Dominium exits North Loop affordable housing project
Plymouth-based Dominium has walked away from a proposed affordable housing development in Minneapolis’ North Loop after the developer and the city could not come to terms over its long-term affordability.
Dominium canceled a purchase agreement for buildings and property that were the former home of the C.J. Duffey Paper Co. at 508, 520 and 528 Washington Ave. N. The developer had planned to build up to 210 affordable apartments in three existing buildings and one new building. The project was expected to cost up to $110 million.
Project costs would have worked out to about $550,000 per unit, or about double what the city typically sees as a cost for affordable housing, said Andrea Brennan, the city’s director of housing policy and development. The higher-than-average cost of the Dominium project prompted the city to ask Dominium for a 30-year period of affordability to offset about $50 million in federal tax-exempt bonds the developer was seeking, she said.

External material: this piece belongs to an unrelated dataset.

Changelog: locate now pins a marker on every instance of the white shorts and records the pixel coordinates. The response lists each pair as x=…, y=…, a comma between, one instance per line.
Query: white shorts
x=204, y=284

That period was too long for Dominium, Brennan said Tuesday. Dominium was prepared to keep the project affordable for 20 years, said Nick Andersen, a Dominium vice president.
“We felt like that is something that would work and they didn’t,” Brennan said.
Dominium also sought low-income tax credits, which would have been allocated by the city, said city spokesman Casper Hill in an email. The city evaluated the project’s qualifications for bonding and tax credits on a point system it applies to affordable projects. A 30-year period of affordability would have helped the project reach the minimum point total needed for the city to approve it, Brennan said.
Had the project gone forward, the property would have been considered affordable to those earning an average of 60 percent of the area median income, which is $94,300 for a family of four and $63,300 for a single person, according to the Metropolitan Council. The lowest-priced apartments would have been considered affordable to those earning 30 percent of the area median income.
Andersen said maintaining affordability for 30 years would have put the project in a “precarious position.” The company did a study of the last 15 years of area median income growth in Minneapolis and found that it had not kept up with inflation. If that trend continued, the Duffey apartments would not generate enough income to pay for renovations and repairs the complex would likely need after three decades.
Actual project costs likely would have been in line with what is average in the city, Andersen said, because historic tax credits on the century-old buildings would have offset the high price of the redevelopment. With the credits, the redevelopment cost would have been cut to about $300,000 per unit.
“The cost is very much in line with other affordable housing construction,” Andersen said Tuesday.
Hennepin County would have issued the bonds for the project, Andersen said.
The city and Dominium have worked together on other affordable housing. Dominium is building a 184-unit affordable apartment building at 1500 Nicollet Ave., which is using $29 million of the city’s affordable housing bonding capacity.
The city has had a “really good working relationship” with Dominium, Brennan said.
More affordable housing is on tap for the North Loop. The city is reviewing a 109-unit affordable project Schafer Richardson is proposing at 1000 Third St. N., Brennan said.